Dealing With Grief After Having a Stillborn Baby
Study says practice of seeing and holding the infant may be wrong
THURSDAY, July 11, 2002 (HealthDayNews) -- Prevailing guidelines that are supposed to help parents of stillborn babies may actually do more harm than good.
Until the 1970s, stillborn children were usually taken away quickly to avoid distressing the parents. At the same time, parents often complained that staff members were insensitive to their feelings.
However, according to a study in this week's issue of The Lancet, removing the baby may not have been such a bad idea.
The practice of holding a stillborn infant, the study authors say, started with the writings of one London psychiatrist who had treated several women after they had suffered stillbirths. These women had difficulty recovering from their loss, and indicated they regretted not having seen their dead child.
The psychiatrist then wrote several papers advising parents to see and hold the infant as a way to facilitate grieving. "There was enormous interest, and the original papers led to an explosion of similar ones advocating increased contact," says study author Dr. Patricia Hughes, a clinical psychiatrist at St. George's Hospital Medical School in London.
The study looked at 65 women who were pregnant for the second time after a stillbirth. It found that 39 percent of the mothers who saw and held their stillborn child experienced depression, compared with 21 percent of women who only saw the infant and 6 percent of women who did not see or hold their infant.
Women who had seen their dead child also had greater anxiety and more symptoms of post-traumatic stress disorder. What's more, 42 percent of their next-born children showed evidence of disorganized attachment behavior a year later. The phenomenon is a pattern of insecure attachment, Hughes explains, that can increase the risk of later behavioral problems. Only 8 percent of the next-born children of mothers who had not seen the stillborn showed signs of disorganized attachment.
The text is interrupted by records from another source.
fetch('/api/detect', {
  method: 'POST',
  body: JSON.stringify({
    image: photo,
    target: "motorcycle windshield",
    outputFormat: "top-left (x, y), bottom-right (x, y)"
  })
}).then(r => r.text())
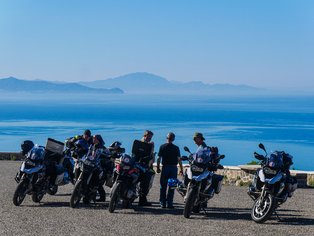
top-left (192, 170), bottom-right (210, 182)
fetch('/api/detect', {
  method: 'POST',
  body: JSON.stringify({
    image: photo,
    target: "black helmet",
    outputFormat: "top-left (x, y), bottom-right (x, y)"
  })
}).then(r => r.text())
top-left (84, 129), bottom-right (92, 137)
top-left (94, 134), bottom-right (105, 146)
top-left (21, 140), bottom-right (34, 155)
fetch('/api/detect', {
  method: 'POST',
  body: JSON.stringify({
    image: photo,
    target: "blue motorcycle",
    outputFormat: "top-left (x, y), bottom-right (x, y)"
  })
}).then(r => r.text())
top-left (13, 145), bottom-right (49, 206)
top-left (173, 147), bottom-right (225, 218)
top-left (248, 143), bottom-right (297, 223)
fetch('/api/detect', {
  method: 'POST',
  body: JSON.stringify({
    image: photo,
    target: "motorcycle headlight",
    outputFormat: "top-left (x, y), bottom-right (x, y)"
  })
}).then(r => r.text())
top-left (122, 166), bottom-right (130, 170)
top-left (264, 167), bottom-right (277, 175)
top-left (191, 165), bottom-right (204, 172)
top-left (25, 159), bottom-right (36, 166)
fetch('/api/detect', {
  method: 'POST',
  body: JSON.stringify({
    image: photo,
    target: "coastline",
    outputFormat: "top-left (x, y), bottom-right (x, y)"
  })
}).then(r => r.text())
top-left (0, 152), bottom-right (314, 188)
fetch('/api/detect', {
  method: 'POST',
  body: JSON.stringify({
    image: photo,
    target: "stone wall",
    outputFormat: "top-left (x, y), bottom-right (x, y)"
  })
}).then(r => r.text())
top-left (174, 165), bottom-right (314, 188)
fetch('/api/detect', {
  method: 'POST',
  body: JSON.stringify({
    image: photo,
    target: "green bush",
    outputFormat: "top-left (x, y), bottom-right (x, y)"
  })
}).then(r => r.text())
top-left (308, 179), bottom-right (314, 188)
top-left (240, 180), bottom-right (252, 187)
top-left (246, 160), bottom-right (259, 165)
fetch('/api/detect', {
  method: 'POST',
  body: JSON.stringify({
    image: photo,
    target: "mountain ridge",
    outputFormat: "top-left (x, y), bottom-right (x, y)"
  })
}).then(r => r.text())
top-left (0, 76), bottom-right (123, 94)
top-left (80, 72), bottom-right (262, 93)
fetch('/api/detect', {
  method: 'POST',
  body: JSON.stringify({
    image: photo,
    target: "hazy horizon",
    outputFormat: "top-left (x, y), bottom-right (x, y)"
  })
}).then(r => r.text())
top-left (0, 0), bottom-right (314, 92)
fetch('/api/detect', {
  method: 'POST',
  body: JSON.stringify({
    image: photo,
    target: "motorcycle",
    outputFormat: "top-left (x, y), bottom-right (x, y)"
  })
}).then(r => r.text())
top-left (109, 154), bottom-right (151, 213)
top-left (248, 143), bottom-right (297, 223)
top-left (173, 147), bottom-right (225, 218)
top-left (70, 142), bottom-right (124, 208)
top-left (44, 138), bottom-right (74, 195)
top-left (47, 149), bottom-right (75, 195)
top-left (13, 145), bottom-right (49, 206)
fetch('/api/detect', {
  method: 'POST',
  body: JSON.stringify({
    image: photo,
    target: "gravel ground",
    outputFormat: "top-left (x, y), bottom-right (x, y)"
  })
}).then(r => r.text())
top-left (0, 161), bottom-right (314, 235)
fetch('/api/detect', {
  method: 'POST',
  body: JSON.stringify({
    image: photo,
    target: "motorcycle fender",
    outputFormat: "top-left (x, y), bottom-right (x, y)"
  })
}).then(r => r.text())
top-left (192, 170), bottom-right (210, 182)
top-left (258, 169), bottom-right (265, 183)
top-left (21, 165), bottom-right (44, 175)
top-left (186, 168), bottom-right (192, 179)
top-left (266, 173), bottom-right (282, 184)
top-left (55, 173), bottom-right (65, 185)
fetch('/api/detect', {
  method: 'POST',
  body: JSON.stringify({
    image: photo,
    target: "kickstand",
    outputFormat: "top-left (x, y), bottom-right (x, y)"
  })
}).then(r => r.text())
top-left (202, 207), bottom-right (207, 215)
top-left (275, 211), bottom-right (281, 221)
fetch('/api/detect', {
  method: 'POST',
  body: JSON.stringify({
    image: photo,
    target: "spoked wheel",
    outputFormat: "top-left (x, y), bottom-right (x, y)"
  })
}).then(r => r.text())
top-left (13, 180), bottom-right (27, 206)
top-left (183, 188), bottom-right (196, 218)
top-left (109, 182), bottom-right (121, 213)
top-left (70, 179), bottom-right (83, 208)
top-left (251, 194), bottom-right (277, 223)
top-left (32, 188), bottom-right (44, 202)
top-left (47, 185), bottom-right (58, 195)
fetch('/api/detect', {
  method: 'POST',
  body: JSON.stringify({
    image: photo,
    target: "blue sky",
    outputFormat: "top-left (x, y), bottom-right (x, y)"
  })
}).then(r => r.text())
top-left (0, 0), bottom-right (314, 91)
Hughes emphasizes there appears to be little or no empirical evidence to support such a practice. Nevertheless, health practitioners started recommending that parents of stillborn babies actually see and hold their children, even dress them, hold a funeral and keep mementos. Much of this approach is recommended by professionals to this day.
Susan Weitkamp, development director of SHARE Pregnancy and Infant Loss Support, which provides support to parents who have experienced a stillbirth, miscarriage or newborn death, was surprised by the findings.
"We've been doing this for 25 years, and parents will tell us how healing it was to them to hold the baby, to create memories, to have their child for the little while they get them," she says. "Parents who don't see the baby always wonder what the child looked like, whose features the child had."
SHARE encourages staff and parents to take as many as 36 pictures of every stillborn infant (and miscarried infants if they have recognizable features), dressed and undressed, next to teddy bears and in cradles.
"The rationale was that seeing and holding the dead infant would create memories, and that this would allow mourning to progress more easily," Hughes says. "I think, however, that for some parents, it left them with images that they could not forget, and that, although the intention is to foster closure, it actually kept the dead infant alive in their minds more intensely."
"All we can say with confidence from our findings is that there is association between not seeing the child and better outcome," Hughes says. "My theoretical explanation is that I think that the image of the child may stay in the mind of the mother, and may interfere with her ability to accept the finality of the loss. Closure is a good word to use here. It sums up the problem for some mothers, who I think have difficulty in making closure on the tragedy, and who may have real difficulty in accepting that the stillborn child is really dead, and that the relationship is over."
This isn't to say that all parents or mothers will react the same way to a stillbirth.
"For anybody to try to give a definitive answer on whether or not parents should view or not view or spend time with the stillborn is preposterous either way," says Michael Nuccitelli, executive director at SLS Health, a behavioral health-care facility in Brewster, N.Y. "The most important thing is to understand that the death experience is unique to the individual."
The study authors seem to support this stance.
"I hope that we can also remember other important issues: whether parents elect to see their baby is only one aspect of care at this time," Hughes points out. "There is a real need for sensitive support for parents when a baby is lost. There is need for good training for staff to know how to be sensitive. There is need for support for staff themselves, who are also intensely distressed when a pregnancy ends in stillbirth."